I have seen firsthand the toll that blatant disregard for workers' 
rights can take on our families and communities.
    We introduced this bill last fall during a turbulent time for our 
nation's working families and our economy, which sadly continues to 
this day.
    From the mortgage foreclosure crisis and skyrocketing energy and 
food prices to unfair trade practices, American workers are under 
siege. They face cuts to their wages and healthcare, all while facing 
the constant fear that their jobs will be shipped overseas.
    When executed fairly, bankruptcy allows companies in distress to 
reorganize and successfully continue in business. But too often, 
companies have commandeered the bankruptcy process as a business 
strategy to achieve labor parity with competitors at the expense of 
American workers.
    Republic Technologies International (RTI), a steel company located 
in my district, filed for bankruptcy in 2001. Its pension benefit plan 
was underfunded, resulting in the Pension Benefit Guarantee Corporation 
(PBGC) stepping in to become the trustee of the fund in 2003.
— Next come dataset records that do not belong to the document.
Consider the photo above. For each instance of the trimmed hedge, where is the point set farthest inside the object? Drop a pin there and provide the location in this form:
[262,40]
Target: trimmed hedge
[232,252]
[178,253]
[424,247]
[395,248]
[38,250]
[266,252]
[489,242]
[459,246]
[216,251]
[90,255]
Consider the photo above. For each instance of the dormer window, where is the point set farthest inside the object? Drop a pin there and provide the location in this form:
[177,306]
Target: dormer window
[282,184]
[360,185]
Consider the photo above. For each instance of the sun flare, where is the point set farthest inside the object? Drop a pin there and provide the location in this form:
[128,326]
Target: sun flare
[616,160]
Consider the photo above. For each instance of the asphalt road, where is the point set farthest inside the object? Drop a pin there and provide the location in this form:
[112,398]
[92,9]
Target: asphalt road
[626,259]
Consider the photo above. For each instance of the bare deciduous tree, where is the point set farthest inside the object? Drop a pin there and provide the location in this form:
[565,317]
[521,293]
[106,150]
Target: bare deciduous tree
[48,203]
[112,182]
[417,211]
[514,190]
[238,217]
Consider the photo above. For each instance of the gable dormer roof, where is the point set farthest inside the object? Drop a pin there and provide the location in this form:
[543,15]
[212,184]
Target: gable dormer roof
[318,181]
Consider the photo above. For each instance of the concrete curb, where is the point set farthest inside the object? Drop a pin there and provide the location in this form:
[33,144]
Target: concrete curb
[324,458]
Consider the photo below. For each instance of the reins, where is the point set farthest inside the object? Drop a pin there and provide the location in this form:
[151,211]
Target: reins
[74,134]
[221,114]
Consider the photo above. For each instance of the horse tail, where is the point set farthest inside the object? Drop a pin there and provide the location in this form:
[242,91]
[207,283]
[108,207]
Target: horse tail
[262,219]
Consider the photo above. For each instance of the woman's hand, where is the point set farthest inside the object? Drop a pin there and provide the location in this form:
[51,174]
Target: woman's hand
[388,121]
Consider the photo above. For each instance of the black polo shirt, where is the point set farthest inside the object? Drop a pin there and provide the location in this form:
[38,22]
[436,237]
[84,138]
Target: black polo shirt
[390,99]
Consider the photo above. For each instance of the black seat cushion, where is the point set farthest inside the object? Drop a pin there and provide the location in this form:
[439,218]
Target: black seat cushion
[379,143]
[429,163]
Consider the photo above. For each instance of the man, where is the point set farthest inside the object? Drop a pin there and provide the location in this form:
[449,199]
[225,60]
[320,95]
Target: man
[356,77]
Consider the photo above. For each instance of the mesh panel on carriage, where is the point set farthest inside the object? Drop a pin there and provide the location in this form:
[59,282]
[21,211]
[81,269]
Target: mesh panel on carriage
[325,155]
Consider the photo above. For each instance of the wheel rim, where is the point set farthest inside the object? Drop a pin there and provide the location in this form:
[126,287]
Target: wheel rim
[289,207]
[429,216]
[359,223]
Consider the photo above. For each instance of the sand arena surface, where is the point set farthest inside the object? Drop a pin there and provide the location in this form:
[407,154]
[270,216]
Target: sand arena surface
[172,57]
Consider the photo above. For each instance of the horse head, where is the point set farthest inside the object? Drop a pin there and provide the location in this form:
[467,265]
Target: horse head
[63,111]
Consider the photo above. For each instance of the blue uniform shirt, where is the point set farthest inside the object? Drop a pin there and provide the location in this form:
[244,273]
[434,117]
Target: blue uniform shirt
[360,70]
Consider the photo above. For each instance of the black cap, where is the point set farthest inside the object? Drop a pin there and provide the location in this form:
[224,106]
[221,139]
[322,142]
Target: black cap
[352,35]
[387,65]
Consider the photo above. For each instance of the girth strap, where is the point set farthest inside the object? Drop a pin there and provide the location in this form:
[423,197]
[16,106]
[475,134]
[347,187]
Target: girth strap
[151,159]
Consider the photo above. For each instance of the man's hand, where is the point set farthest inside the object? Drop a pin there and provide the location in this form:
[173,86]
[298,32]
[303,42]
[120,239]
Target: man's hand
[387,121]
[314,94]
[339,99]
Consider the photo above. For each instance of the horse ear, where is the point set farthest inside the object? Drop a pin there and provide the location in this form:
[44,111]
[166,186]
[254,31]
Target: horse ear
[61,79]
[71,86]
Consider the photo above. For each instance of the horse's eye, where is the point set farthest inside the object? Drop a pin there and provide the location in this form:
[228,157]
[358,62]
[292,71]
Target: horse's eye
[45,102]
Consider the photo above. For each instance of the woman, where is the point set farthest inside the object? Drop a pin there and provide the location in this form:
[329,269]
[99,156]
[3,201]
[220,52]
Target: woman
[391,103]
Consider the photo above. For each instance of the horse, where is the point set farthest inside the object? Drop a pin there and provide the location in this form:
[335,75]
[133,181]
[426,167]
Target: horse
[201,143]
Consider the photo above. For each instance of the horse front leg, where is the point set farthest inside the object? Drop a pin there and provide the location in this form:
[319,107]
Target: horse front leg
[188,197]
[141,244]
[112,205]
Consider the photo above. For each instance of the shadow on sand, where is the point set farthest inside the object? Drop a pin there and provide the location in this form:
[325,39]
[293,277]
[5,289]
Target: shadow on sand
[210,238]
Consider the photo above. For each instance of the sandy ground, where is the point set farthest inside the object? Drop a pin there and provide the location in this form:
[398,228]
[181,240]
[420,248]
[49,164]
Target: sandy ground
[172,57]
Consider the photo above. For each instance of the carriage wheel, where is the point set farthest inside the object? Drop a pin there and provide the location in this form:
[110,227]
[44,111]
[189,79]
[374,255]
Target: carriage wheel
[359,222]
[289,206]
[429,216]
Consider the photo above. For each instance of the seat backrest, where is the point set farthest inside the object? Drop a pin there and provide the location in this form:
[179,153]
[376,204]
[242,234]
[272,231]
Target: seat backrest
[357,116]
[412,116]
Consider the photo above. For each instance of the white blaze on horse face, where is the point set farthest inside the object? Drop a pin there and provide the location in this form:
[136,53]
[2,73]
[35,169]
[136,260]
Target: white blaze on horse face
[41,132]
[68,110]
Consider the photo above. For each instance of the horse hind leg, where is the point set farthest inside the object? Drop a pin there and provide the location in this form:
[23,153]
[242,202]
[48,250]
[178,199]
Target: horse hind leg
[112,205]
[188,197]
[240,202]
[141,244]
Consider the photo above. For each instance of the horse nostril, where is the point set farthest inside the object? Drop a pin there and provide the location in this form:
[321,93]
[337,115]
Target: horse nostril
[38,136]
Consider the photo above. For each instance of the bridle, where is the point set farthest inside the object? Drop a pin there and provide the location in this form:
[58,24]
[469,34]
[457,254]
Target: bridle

    The pension benefits that were promised by RTI exceed the legal 
amounts that can be assumed by PBGC, and now PBGC is recouping 
overpayments that were errantly made by reducing each worker's monthly 
pension benefits.
    This is a troubling example of how the bankruptcy process is 
failing to protect American workers when their companies are struggling 
or are forced out of business.
    In its current form, the bankruptcy code allows businesses to sign 
collective bargaining agreements and then abrogate them at will, 
slashing wages and benefits. This tactic contradicts reason, and 
exhibits utter disregard for the welfare of American working families 
and it should be stopped.
    H.R. 3652 provides a new model for bankruptcy that works for 
American workers and businesses. Businesses on the verge of collapse 
will be able to recover, while workers, the backbone of the American 
economy, will still be treated honestly and fairly.
    I hope we are able to move forward on this bill in the near future.

    Ms. Sanchez. I want to thank all of the witnesses for their 
thoughtful testimony today.
    Without objection, Members will have 5 legislative days to 
submit any additional written questions, which we will forward 
to the witnesses and ask that you answer them as promptly as 
you can so they will be made part of the record. And without 
objection, the record will remain open for 5 legislative days 
for submission of additional materials.
    Again, I want to thank everyone for their time, and this 
Subcommittee on Commercial and Administrative Law is adjourned.
    [Whereupon, at 11:09 a.m., the Subcommittee was adjourned.]